JC vs. Lakeland Area School District

PENNSYLVANIA
SPECIAL EDUCATION HEARING OFFICER
DECISION

Student: J.C.

Date of Birth: [redacted]

Hearing Dates: February 2, 2010, March 16, 2010, and April 19, 2010

ODR File No.: 00387-0910AS

School District: Lakeland Area School District

CLOSED HEARING

Parties:
Lakeland School District

Parent[s]

Representatives:

Jane M. Williams, Esquire
Sweet, Stevens, Katz & Williams LLP 331 E. Butler Avenue
New Britain, PA 18901

Drew Christian, Esquire Attorney at Law
801 Monroe Avenue Scranton, PA 18510

Date Record Closed: May 15, 2010

Decision Date: May 28, 2010

Hearing Officer: Gloria M. Satriale, Esquire

INTRODUCTION AND PROCEDURAL HISTORY

This case concerns the provision of a Free Appropriate Public Education (hereinafter “FAPE”) for Student, an eligible elementary school-aged student, who resides with the mother in the Lakeland School District (hereinafter “District”) and who has been identified as being emotionally disturbed. In the Complaint, the claims asserted against the District were premised upon alleged violations by the District of the Individuals with Disabilities Education Act (hereinafter “IDEA”), 20 U.S.C. §§ 1400 et seq., and Section 504 of the Rehabilitation Act (hereinafter “Section 504”), 29 U.S.C. § 794 asserting that the District violated the provisions of IDEA ensuring that a child be educated in the Least Restrictive Environment possible (hereinafter “LRE”) as well as in failing to ensure meaningful educational progress through the development and implementation of an appropriate Individualized Educational Plan (hereinafter “IEP”) and program. For these violations the parent requests compensatory education from the period from October 22, 2007 through September 16, 2009.1

The District initially took the position that it conferred its status as the Local Education Agency (hereinafter “LEA”) and the commensurate responsibility of a FAPE to the [local] Intermediate Unit (hereinafter “IU”). The IU contracted with [a private residential rehabilitative institution, hereinafter PRRI] . The IU administered and funded PRRI in which the Student was placed by the District for Student’s educational program for the period in question by the District. Upon oral Motion of the Parent for a determination that the District was, in fact the responsible LEA in the matter, it was determined that the District was the LEA responsible to ensure [NT239-261] the provision of a FAPE.2

Alternatively and under the circumstances of the determination by this Hearing Officer that the school district is LEA responsible for the provision of a FAPE, the District takes the further position that the placement in which the program was developed and ultimately delivered to the student was in a private therapeutic mental health facility over which the District exercised no control, ownership, involvement or decision-making abilities; and; furthermore, the partial hospitalization program in which the Student received Student’s education for the 2007-2008 and 2008-2009 school years (PRRI) is akin to medical facility and medical placement, for which neither a tuition reimbursement nor compensatory education award should be entered. The District also asserts at no time prior to the commencement of the instant action did the District “know or should have known” that the program crafted and ultimately delivered to the Student was, if so found to be, inappropriate.

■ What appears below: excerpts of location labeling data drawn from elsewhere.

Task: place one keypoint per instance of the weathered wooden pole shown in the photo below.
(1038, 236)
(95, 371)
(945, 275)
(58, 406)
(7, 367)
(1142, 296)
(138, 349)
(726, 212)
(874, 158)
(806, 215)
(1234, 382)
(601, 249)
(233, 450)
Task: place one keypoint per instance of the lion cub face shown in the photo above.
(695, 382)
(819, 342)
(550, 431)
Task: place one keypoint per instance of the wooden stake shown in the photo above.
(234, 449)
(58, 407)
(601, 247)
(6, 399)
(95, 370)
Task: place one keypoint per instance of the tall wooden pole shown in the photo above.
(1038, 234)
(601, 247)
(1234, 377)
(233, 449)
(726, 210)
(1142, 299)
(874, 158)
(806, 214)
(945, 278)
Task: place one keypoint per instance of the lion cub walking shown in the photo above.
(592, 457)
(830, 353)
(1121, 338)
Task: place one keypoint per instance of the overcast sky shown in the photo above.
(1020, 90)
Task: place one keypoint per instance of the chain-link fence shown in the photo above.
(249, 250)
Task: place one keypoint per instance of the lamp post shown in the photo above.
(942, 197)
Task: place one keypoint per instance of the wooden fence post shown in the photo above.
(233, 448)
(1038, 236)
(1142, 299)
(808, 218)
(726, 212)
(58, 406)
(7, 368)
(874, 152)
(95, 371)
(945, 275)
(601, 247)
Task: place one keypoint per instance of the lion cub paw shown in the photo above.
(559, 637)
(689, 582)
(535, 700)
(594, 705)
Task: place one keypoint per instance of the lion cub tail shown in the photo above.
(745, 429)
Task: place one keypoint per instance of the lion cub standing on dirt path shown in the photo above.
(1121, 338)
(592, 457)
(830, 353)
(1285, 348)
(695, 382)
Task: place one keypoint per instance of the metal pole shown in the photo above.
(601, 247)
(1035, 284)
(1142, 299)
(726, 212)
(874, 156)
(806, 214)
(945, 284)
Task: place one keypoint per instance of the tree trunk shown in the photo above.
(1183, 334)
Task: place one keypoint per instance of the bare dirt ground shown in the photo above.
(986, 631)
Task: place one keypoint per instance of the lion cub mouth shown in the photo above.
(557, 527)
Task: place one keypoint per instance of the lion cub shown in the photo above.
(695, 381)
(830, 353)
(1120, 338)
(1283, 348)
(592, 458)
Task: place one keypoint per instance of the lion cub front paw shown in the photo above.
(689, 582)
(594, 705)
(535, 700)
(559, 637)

Due process concerning the current matter was filed with the Office for Dispute Resolution on October 22, 2009. The resolution meeting was held on October 27, 2009. A due process hearing was conducted in this matter on February 2, 2010, March 16, 2010, and April 19, 2010.

  1. Exhibits were submitted and accepted on behalf of the Hearing Officer as follows: HO-1, HO-2
  2. Exhibits were submitted and accepted on behalf of the Parent as follows: P-2, P-4, P-5, P-6, P-7, P-8, P-10, P-12, P-14
  3. Exhibits were submitted and accepted on behalf of the District as follows: SD-1, SD-2, SD-3, SD-4, SD-5, SD-6, SD-7, SD-8, SD-9, SD-10, SD-11, SD-12, SD-13, SD-14, SD-15, SD-16, SD-17, SD-18, SD-23, SD-25, S-26,
  4. Exhibits were submitted and accepted jointly on behalf of both parties as follows: J-1

For the reasons that follow, the Parent’s claim for compensatory education for the period from October 22, 2007 through September 16, 2009, excluding the period between August 20, 2008 through October 21, 2008, and less a reasonable period that the District could have rectified the situation, for each day school was in session is GRANTED. The Parent claims under Section 504 are DENIED.

ISSUES

The issues presented at this hearing included the following:

  1. Whether the Student is entitled to compensatory education for the District’s

    failure to provide an appropriate educational program which was reasonably calculated to confer meaningful educational benefit.

  2. Whether the District violated the Student’s protections under Section 504 of the Rehabilitation Act.